In real applications the loops of dependent commands may disappear, if some events cause pipeline clearing, or the “holes” will be “patched”. Here I mean that there are enough commands from independent chains fitting into the “holes” between the operations sent back to replay (like in the example on Pic.4b). However, it is extremely hard to predict in the program code when “patches” like that might be needed, since the final decision about the order of commands execution depends on the scheduler, which may not necessarily “patch the hole” in the right moment of time.
Moreover, you know already that Pentium 4 processor features 5 schedulers. Each scheduler has its own replay system, so the commands of different types circle inside different replay loops thus increasing the number of “holes” in each of them, which automatically increases the probability of the dependent commands looping.
As we managed to find out, the “holes” between commands resent for repeated execution, which create long-lasting replay looping, are the major reason why the MOV EAX, [EAX] succession dependency chain will not help during the L1 cache latency measurements in the Pentium 4 processor. The existence of “holes” also explains the graph we offered you in the very beginning of this article. It turns out that once the commands from the dependency chain fall into the “holes” and worst comes to worst, they start lopping more than actually necessary thus increasing the execution latency tremendously. The number of these “loops” they make depends on the combination of ‘holes”, load commands and the number of commands between loads.
Our investigation used undocumented command counters for the operation sent to replay. Besides, we also developed special tests where we arranged the commands between the loads in such a way that the created “patches” wouldn’t let the commands from the dependency chain to get into the “holes” between the replayed commands. Our results proved the theory: if the “holes” are “patched” in time with other commands the succession will be protected against looping and the program code will be executed much faster, and the measured cache latency will match the values claimed in the official documents.

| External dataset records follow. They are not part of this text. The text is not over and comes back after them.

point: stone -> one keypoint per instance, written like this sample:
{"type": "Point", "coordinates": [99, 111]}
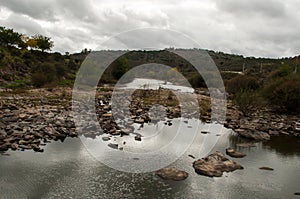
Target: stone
{"type": "Point", "coordinates": [191, 156]}
{"type": "Point", "coordinates": [113, 146]}
{"type": "Point", "coordinates": [105, 138]}
{"type": "Point", "coordinates": [254, 135]}
{"type": "Point", "coordinates": [172, 174]}
{"type": "Point", "coordinates": [204, 132]}
{"type": "Point", "coordinates": [266, 168]}
{"type": "Point", "coordinates": [107, 115]}
{"type": "Point", "coordinates": [139, 121]}
{"type": "Point", "coordinates": [246, 145]}
{"type": "Point", "coordinates": [235, 154]}
{"type": "Point", "coordinates": [138, 137]}
{"type": "Point", "coordinates": [214, 165]}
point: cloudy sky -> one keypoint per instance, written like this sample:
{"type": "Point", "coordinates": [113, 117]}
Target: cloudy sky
{"type": "Point", "coordinates": [269, 28]}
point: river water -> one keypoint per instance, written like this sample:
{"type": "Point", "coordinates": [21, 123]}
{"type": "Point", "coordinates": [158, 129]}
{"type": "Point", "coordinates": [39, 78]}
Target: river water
{"type": "Point", "coordinates": [67, 170]}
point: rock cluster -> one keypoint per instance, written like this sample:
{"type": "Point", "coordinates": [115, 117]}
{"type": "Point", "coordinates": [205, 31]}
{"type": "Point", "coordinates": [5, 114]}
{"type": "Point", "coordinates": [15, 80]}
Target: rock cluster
{"type": "Point", "coordinates": [262, 124]}
{"type": "Point", "coordinates": [235, 154]}
{"type": "Point", "coordinates": [214, 165]}
{"type": "Point", "coordinates": [30, 121]}
{"type": "Point", "coordinates": [172, 174]}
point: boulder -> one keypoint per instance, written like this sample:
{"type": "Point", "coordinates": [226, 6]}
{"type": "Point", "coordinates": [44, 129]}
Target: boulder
{"type": "Point", "coordinates": [246, 145]}
{"type": "Point", "coordinates": [254, 135]}
{"type": "Point", "coordinates": [138, 137]}
{"type": "Point", "coordinates": [235, 154]}
{"type": "Point", "coordinates": [172, 174]}
{"type": "Point", "coordinates": [266, 168]}
{"type": "Point", "coordinates": [214, 165]}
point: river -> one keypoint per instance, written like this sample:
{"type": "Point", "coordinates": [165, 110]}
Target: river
{"type": "Point", "coordinates": [67, 170]}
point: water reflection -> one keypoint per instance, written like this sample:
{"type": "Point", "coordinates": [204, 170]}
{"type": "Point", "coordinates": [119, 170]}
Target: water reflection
{"type": "Point", "coordinates": [284, 145]}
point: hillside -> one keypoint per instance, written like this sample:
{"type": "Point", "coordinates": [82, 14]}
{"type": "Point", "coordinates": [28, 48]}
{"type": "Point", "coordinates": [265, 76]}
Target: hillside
{"type": "Point", "coordinates": [24, 68]}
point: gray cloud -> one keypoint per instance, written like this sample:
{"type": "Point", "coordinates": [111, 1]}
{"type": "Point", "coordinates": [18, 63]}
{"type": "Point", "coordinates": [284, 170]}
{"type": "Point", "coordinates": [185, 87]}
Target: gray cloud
{"type": "Point", "coordinates": [252, 28]}
{"type": "Point", "coordinates": [270, 8]}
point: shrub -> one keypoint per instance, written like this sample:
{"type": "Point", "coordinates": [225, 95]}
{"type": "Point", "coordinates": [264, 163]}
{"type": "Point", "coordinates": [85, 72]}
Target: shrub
{"type": "Point", "coordinates": [241, 83]}
{"type": "Point", "coordinates": [247, 100]}
{"type": "Point", "coordinates": [284, 93]}
{"type": "Point", "coordinates": [38, 79]}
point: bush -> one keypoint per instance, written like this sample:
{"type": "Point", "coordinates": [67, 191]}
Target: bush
{"type": "Point", "coordinates": [241, 83]}
{"type": "Point", "coordinates": [247, 100]}
{"type": "Point", "coordinates": [44, 73]}
{"type": "Point", "coordinates": [284, 93]}
{"type": "Point", "coordinates": [39, 79]}
{"type": "Point", "coordinates": [197, 81]}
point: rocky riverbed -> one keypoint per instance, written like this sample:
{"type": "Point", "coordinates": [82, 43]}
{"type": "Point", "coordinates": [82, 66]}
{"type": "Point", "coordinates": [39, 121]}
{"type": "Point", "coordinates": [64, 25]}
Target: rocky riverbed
{"type": "Point", "coordinates": [32, 118]}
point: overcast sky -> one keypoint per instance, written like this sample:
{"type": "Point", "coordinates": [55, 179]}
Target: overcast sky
{"type": "Point", "coordinates": [261, 28]}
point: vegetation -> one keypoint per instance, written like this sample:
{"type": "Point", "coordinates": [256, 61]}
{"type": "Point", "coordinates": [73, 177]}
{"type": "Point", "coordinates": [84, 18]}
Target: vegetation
{"type": "Point", "coordinates": [25, 61]}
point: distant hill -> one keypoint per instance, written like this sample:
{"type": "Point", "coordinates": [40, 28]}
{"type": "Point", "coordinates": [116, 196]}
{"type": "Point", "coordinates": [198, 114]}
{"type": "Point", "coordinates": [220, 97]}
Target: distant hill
{"type": "Point", "coordinates": [25, 68]}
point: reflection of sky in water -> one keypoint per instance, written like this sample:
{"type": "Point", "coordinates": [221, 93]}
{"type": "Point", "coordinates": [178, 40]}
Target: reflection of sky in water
{"type": "Point", "coordinates": [140, 83]}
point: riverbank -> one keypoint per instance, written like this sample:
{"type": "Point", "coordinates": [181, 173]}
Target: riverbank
{"type": "Point", "coordinates": [32, 118]}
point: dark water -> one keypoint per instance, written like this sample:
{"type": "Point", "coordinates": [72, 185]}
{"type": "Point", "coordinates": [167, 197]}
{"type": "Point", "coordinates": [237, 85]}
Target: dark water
{"type": "Point", "coordinates": [67, 170]}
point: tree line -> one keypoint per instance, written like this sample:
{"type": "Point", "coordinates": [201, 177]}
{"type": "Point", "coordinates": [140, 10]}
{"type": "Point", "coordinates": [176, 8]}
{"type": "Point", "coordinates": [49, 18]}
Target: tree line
{"type": "Point", "coordinates": [9, 37]}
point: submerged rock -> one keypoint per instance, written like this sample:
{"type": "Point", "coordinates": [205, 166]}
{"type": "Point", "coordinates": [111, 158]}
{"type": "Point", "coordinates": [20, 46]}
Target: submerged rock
{"type": "Point", "coordinates": [172, 174]}
{"type": "Point", "coordinates": [254, 135]}
{"type": "Point", "coordinates": [214, 165]}
{"type": "Point", "coordinates": [192, 156]}
{"type": "Point", "coordinates": [235, 154]}
{"type": "Point", "coordinates": [246, 145]}
{"type": "Point", "coordinates": [266, 168]}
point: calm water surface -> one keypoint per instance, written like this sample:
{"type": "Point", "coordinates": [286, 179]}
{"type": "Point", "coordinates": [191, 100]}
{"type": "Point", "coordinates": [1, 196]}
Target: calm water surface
{"type": "Point", "coordinates": [67, 170]}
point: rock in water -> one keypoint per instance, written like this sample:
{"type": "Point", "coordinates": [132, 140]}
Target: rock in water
{"type": "Point", "coordinates": [214, 165]}
{"type": "Point", "coordinates": [254, 135]}
{"type": "Point", "coordinates": [246, 145]}
{"type": "Point", "coordinates": [267, 168]}
{"type": "Point", "coordinates": [172, 174]}
{"type": "Point", "coordinates": [235, 154]}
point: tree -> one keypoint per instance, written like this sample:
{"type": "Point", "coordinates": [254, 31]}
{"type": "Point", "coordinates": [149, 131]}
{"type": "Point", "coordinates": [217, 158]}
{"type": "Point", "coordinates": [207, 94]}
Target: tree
{"type": "Point", "coordinates": [43, 43]}
{"type": "Point", "coordinates": [121, 68]}
{"type": "Point", "coordinates": [32, 43]}
{"type": "Point", "coordinates": [8, 37]}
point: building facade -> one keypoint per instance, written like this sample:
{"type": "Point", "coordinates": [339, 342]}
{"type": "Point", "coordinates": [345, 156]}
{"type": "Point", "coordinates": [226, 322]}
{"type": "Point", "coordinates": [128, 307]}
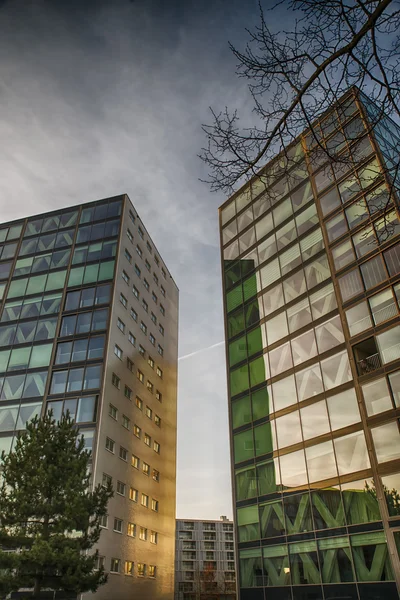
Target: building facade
{"type": "Point", "coordinates": [205, 560]}
{"type": "Point", "coordinates": [311, 268]}
{"type": "Point", "coordinates": [89, 324]}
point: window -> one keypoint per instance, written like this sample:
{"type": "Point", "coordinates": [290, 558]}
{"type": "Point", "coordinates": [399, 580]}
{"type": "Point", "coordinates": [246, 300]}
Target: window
{"type": "Point", "coordinates": [123, 454]}
{"type": "Point", "coordinates": [118, 525]}
{"type": "Point", "coordinates": [121, 325]}
{"type": "Point", "coordinates": [104, 521]}
{"type": "Point", "coordinates": [123, 300]}
{"type": "Point", "coordinates": [112, 411]}
{"type": "Point", "coordinates": [107, 480]}
{"type": "Point", "coordinates": [128, 569]}
{"type": "Point", "coordinates": [153, 537]}
{"type": "Point", "coordinates": [133, 494]}
{"type": "Point", "coordinates": [115, 565]}
{"type": "Point", "coordinates": [110, 445]}
{"type": "Point", "coordinates": [121, 488]}
{"type": "Point", "coordinates": [131, 530]}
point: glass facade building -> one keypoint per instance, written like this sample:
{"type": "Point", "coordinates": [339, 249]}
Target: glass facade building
{"type": "Point", "coordinates": [311, 269]}
{"type": "Point", "coordinates": [89, 324]}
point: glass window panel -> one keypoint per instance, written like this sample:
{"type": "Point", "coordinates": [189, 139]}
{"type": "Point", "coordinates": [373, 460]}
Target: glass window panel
{"type": "Point", "coordinates": [314, 420]}
{"type": "Point", "coordinates": [288, 429]}
{"type": "Point", "coordinates": [358, 318]}
{"type": "Point", "coordinates": [336, 227]}
{"type": "Point", "coordinates": [383, 306]}
{"type": "Point", "coordinates": [350, 284]}
{"type": "Point", "coordinates": [343, 409]}
{"type": "Point", "coordinates": [389, 345]}
{"type": "Point", "coordinates": [304, 347]}
{"type": "Point", "coordinates": [336, 370]}
{"type": "Point", "coordinates": [284, 393]}
{"type": "Point", "coordinates": [329, 334]}
{"type": "Point", "coordinates": [309, 382]}
{"type": "Point", "coordinates": [351, 453]}
{"type": "Point", "coordinates": [321, 462]}
{"type": "Point", "coordinates": [343, 254]}
{"type": "Point", "coordinates": [293, 469]}
{"type": "Point", "coordinates": [386, 441]}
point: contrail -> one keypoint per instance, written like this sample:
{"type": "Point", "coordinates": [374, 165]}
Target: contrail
{"type": "Point", "coordinates": [202, 350]}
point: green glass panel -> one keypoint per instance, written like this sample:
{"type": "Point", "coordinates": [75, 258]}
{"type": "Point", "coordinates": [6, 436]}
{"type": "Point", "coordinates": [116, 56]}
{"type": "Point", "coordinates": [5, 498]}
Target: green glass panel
{"type": "Point", "coordinates": [263, 439]}
{"type": "Point", "coordinates": [250, 287]}
{"type": "Point", "coordinates": [254, 341]}
{"type": "Point", "coordinates": [239, 380]}
{"type": "Point", "coordinates": [106, 271]}
{"type": "Point", "coordinates": [246, 483]}
{"type": "Point", "coordinates": [243, 446]}
{"type": "Point", "coordinates": [75, 276]}
{"type": "Point", "coordinates": [237, 351]}
{"type": "Point", "coordinates": [257, 371]}
{"type": "Point", "coordinates": [17, 288]}
{"type": "Point", "coordinates": [266, 477]}
{"type": "Point", "coordinates": [248, 523]}
{"type": "Point", "coordinates": [241, 412]}
{"type": "Point", "coordinates": [235, 323]}
{"type": "Point", "coordinates": [260, 404]}
{"type": "Point", "coordinates": [234, 297]}
{"type": "Point", "coordinates": [40, 356]}
{"type": "Point", "coordinates": [55, 281]}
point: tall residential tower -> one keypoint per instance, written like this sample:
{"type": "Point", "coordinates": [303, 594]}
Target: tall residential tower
{"type": "Point", "coordinates": [311, 265]}
{"type": "Point", "coordinates": [89, 324]}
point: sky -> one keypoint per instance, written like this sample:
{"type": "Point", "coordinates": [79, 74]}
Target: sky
{"type": "Point", "coordinates": [103, 97]}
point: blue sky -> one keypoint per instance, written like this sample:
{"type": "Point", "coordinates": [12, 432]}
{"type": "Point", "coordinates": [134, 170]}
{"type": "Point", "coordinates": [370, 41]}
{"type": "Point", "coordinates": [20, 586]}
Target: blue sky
{"type": "Point", "coordinates": [105, 97]}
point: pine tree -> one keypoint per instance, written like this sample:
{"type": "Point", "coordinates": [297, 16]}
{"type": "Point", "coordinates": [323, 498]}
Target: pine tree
{"type": "Point", "coordinates": [49, 517]}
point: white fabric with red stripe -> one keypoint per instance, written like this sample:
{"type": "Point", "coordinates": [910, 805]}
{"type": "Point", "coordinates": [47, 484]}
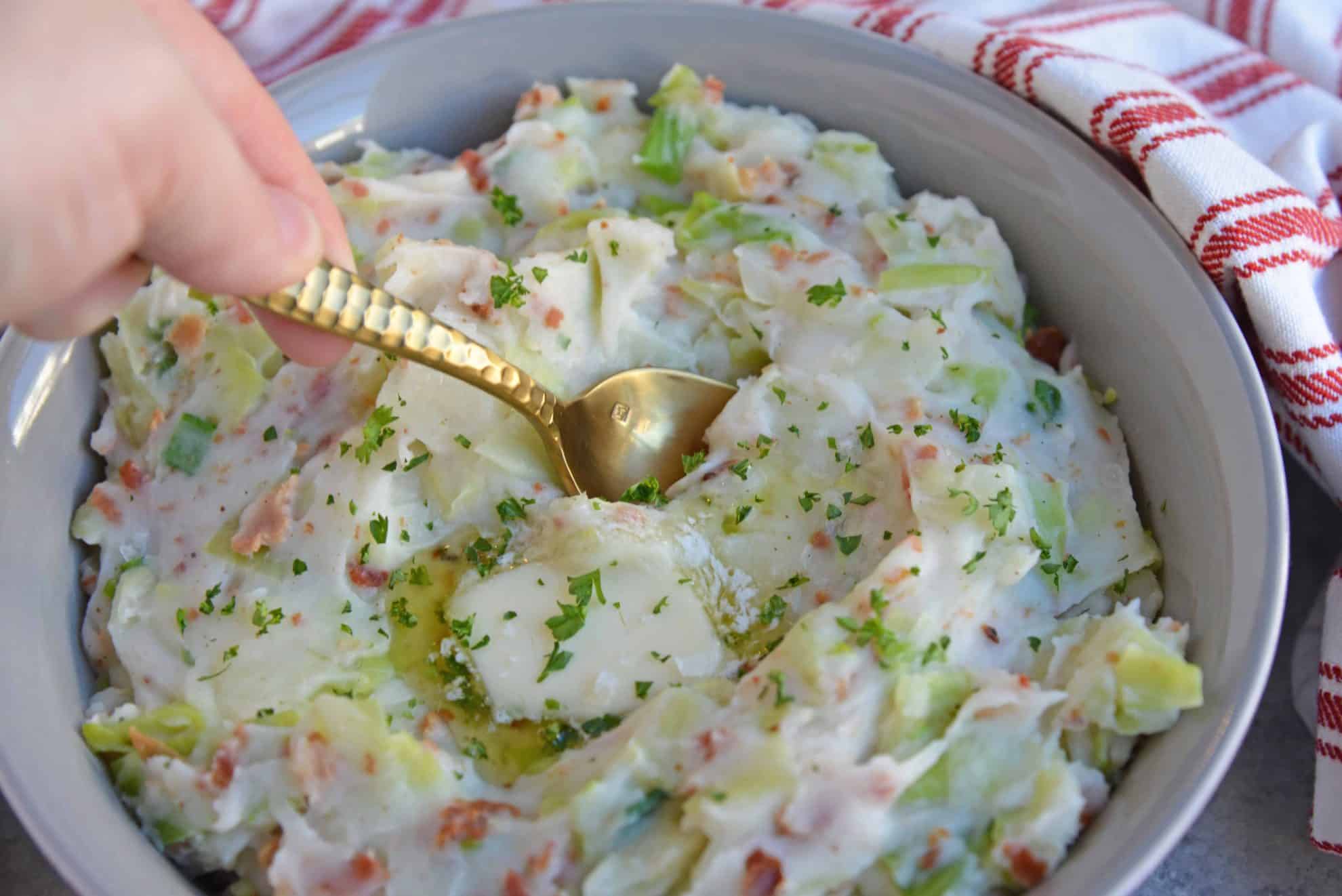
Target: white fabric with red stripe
{"type": "Point", "coordinates": [1227, 110]}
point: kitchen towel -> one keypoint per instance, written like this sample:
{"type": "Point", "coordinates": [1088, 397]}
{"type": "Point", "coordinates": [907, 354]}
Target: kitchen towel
{"type": "Point", "coordinates": [1228, 115]}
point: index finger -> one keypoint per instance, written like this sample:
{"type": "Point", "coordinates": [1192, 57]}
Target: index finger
{"type": "Point", "coordinates": [268, 145]}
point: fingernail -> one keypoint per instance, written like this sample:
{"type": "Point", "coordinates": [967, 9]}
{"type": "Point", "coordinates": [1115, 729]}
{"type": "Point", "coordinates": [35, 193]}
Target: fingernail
{"type": "Point", "coordinates": [298, 230]}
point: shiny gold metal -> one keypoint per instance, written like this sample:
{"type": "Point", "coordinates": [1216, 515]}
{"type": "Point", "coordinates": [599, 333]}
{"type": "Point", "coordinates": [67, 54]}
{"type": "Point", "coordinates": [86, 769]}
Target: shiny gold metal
{"type": "Point", "coordinates": [626, 428]}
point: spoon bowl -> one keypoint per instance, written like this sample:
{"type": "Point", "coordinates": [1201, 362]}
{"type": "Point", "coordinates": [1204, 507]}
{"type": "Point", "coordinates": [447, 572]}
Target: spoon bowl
{"type": "Point", "coordinates": [627, 428]}
{"type": "Point", "coordinates": [638, 424]}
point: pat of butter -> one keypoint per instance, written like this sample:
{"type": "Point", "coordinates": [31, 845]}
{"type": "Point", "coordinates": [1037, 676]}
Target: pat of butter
{"type": "Point", "coordinates": [658, 634]}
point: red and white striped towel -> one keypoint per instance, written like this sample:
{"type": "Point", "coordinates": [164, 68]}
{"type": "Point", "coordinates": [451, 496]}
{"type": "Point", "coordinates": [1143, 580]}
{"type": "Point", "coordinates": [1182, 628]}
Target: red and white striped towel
{"type": "Point", "coordinates": [1227, 110]}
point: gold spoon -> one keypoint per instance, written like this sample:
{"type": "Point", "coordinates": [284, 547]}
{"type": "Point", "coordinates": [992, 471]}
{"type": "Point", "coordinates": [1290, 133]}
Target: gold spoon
{"type": "Point", "coordinates": [626, 428]}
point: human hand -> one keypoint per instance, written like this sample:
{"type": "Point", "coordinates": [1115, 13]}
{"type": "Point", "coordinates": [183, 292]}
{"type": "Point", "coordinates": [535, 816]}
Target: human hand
{"type": "Point", "coordinates": [134, 136]}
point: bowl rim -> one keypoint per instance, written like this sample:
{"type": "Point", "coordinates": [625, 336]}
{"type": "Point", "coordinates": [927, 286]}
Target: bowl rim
{"type": "Point", "coordinates": [1187, 802]}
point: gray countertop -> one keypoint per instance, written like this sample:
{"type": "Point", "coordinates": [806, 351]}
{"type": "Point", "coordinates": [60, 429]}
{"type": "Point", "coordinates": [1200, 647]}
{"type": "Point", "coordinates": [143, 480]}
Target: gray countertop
{"type": "Point", "coordinates": [1253, 840]}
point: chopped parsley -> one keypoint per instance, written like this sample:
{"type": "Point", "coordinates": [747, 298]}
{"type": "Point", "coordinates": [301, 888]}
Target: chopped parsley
{"type": "Point", "coordinates": [693, 462]}
{"type": "Point", "coordinates": [1002, 512]}
{"type": "Point", "coordinates": [827, 296]}
{"type": "Point", "coordinates": [513, 509]}
{"type": "Point", "coordinates": [967, 424]}
{"type": "Point", "coordinates": [401, 613]}
{"type": "Point", "coordinates": [415, 462]}
{"type": "Point", "coordinates": [780, 697]}
{"type": "Point", "coordinates": [207, 605]}
{"type": "Point", "coordinates": [506, 205]}
{"type": "Point", "coordinates": [1047, 399]}
{"type": "Point", "coordinates": [508, 289]}
{"type": "Point", "coordinates": [646, 493]}
{"type": "Point", "coordinates": [650, 802]}
{"type": "Point", "coordinates": [264, 617]}
{"type": "Point", "coordinates": [556, 661]}
{"type": "Point", "coordinates": [376, 431]}
{"type": "Point", "coordinates": [773, 609]}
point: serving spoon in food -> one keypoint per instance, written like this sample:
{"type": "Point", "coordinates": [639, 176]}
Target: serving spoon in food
{"type": "Point", "coordinates": [631, 426]}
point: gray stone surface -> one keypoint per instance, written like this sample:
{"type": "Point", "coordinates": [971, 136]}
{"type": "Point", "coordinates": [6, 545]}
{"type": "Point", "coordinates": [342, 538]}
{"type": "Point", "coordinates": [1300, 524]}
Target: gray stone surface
{"type": "Point", "coordinates": [1253, 840]}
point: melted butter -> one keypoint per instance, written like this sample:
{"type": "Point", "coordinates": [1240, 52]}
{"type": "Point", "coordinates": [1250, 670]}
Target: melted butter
{"type": "Point", "coordinates": [510, 750]}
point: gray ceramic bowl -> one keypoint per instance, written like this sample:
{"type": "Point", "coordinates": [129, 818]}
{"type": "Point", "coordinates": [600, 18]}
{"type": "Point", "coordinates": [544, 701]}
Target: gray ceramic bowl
{"type": "Point", "coordinates": [1101, 262]}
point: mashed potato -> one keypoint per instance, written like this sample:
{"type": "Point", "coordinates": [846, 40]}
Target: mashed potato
{"type": "Point", "coordinates": [895, 631]}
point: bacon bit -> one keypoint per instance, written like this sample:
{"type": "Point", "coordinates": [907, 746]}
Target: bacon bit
{"type": "Point", "coordinates": [365, 868]}
{"type": "Point", "coordinates": [266, 521]}
{"type": "Point", "coordinates": [266, 852]}
{"type": "Point", "coordinates": [537, 863]}
{"type": "Point", "coordinates": [470, 820]}
{"type": "Point", "coordinates": [187, 334]}
{"type": "Point", "coordinates": [764, 875]}
{"type": "Point", "coordinates": [710, 739]}
{"type": "Point", "coordinates": [367, 575]}
{"type": "Point", "coordinates": [223, 765]}
{"type": "Point", "coordinates": [146, 746]}
{"type": "Point", "coordinates": [1024, 866]}
{"type": "Point", "coordinates": [513, 886]}
{"type": "Point", "coordinates": [105, 505]}
{"type": "Point", "coordinates": [713, 89]}
{"type": "Point", "coordinates": [1046, 344]}
{"type": "Point", "coordinates": [474, 165]}
{"type": "Point", "coordinates": [131, 475]}
{"type": "Point", "coordinates": [535, 100]}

This way, the usual way of calculating the latency doesn’t work for NetBurst architecture (such as the latencies in case of L1 cache miss, for example). The actual number will include not only the latency itself, but also the additional delay caused by replay looping. The looping may actually take quite long, so the effective latency may reach hundreds of clocks instead of only 9. The worst thing however, is that replay delays the execution of not just once instruction, but blocks some execution resources, that could have been used for other independent operations in the meanwhile.